Abstract Direct-fired supercritical CO2 cycles combine oxy-combustion with supercritical CO2 to achieve high thermal efficiencies in power plants with carbon capture. The Allam cycle is a transcritical CO2 oxy-fuel cycle, named after its inventor. It achieves the highest thermal efficiencies compared to other oxy-fuel cycles, with a relatively simple configuration. Currently, most of the research and the commercial development of this cycle focuses on the use of natural gas or coal-derived syngas as a fuel, and oxygen obtained in cryogenic air separation units. Only recently, a few studies have investigated the integration of water electrolysis units that provide the oxygen for combustion. Instead, it appears that currently there are not studies about the use of biofuels or e-fuels in the Allam cycle. However, their use would allow to achieve net negative CO2 emissions and, possibly, to mitigate the issues of CO2 storage. This paper proposes and analyzes for the first time a methanol-fired Allam cycle.
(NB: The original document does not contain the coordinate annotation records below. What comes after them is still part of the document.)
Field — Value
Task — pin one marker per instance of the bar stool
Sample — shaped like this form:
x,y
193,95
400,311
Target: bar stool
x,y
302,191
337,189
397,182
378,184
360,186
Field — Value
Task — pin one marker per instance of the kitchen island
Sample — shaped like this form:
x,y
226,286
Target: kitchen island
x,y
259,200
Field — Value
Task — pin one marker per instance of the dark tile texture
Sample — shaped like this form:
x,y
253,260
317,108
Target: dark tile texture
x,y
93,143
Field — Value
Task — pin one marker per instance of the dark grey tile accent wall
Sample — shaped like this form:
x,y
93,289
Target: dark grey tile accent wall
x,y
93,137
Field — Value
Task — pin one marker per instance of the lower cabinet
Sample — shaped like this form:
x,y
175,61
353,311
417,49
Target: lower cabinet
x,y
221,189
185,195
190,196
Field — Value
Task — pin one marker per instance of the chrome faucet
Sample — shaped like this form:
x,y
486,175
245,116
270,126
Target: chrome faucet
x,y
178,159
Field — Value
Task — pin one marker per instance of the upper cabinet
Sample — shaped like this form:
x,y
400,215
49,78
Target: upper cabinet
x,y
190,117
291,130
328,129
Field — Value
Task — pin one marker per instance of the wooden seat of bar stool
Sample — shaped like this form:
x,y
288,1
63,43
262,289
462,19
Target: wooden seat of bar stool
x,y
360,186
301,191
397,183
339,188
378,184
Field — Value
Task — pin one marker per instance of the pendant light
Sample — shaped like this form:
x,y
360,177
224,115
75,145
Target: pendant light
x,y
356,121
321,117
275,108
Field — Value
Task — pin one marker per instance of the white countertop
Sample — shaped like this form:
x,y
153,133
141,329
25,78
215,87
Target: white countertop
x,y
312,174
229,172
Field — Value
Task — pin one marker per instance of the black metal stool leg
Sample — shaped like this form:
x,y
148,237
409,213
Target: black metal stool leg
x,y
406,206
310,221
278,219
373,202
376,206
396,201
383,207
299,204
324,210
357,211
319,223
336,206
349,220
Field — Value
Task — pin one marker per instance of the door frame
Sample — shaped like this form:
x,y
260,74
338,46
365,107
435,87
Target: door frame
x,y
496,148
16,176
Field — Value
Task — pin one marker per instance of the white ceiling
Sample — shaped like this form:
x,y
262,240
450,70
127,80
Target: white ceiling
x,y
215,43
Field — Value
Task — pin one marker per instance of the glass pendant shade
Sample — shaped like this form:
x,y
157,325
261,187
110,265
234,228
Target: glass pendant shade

Methanol is produced from CO2 hydrogenation using hydrogen from an electrolyzer (e-methanol). Oxygen for methanol combustion is produced in the electrolysis unit. The methanol oxy-combustion generates a stream of flue gases composed uniquely by water vapour and CO2, being supercritical CO2 used as a combustion diluent. After turbine expansion and recuperation the water vapour is condensed and used as feed to the electrolyzer. Instead, the CO2 is partially recycled to the compressor and partially used for methanol production. The aim of the study is to evaluate the performance of the integrated system, and possibly its improvement by identifying any synergy between the Allam cycle and the methanol synthesis. Distinctive features of turbine expansion deriving from the use of methanol as a fuel are highlighted. The results show the optimum operating conditions of the overall system and the energetic and environmental performance, also in comparison with the natural gas fired Allam cycle.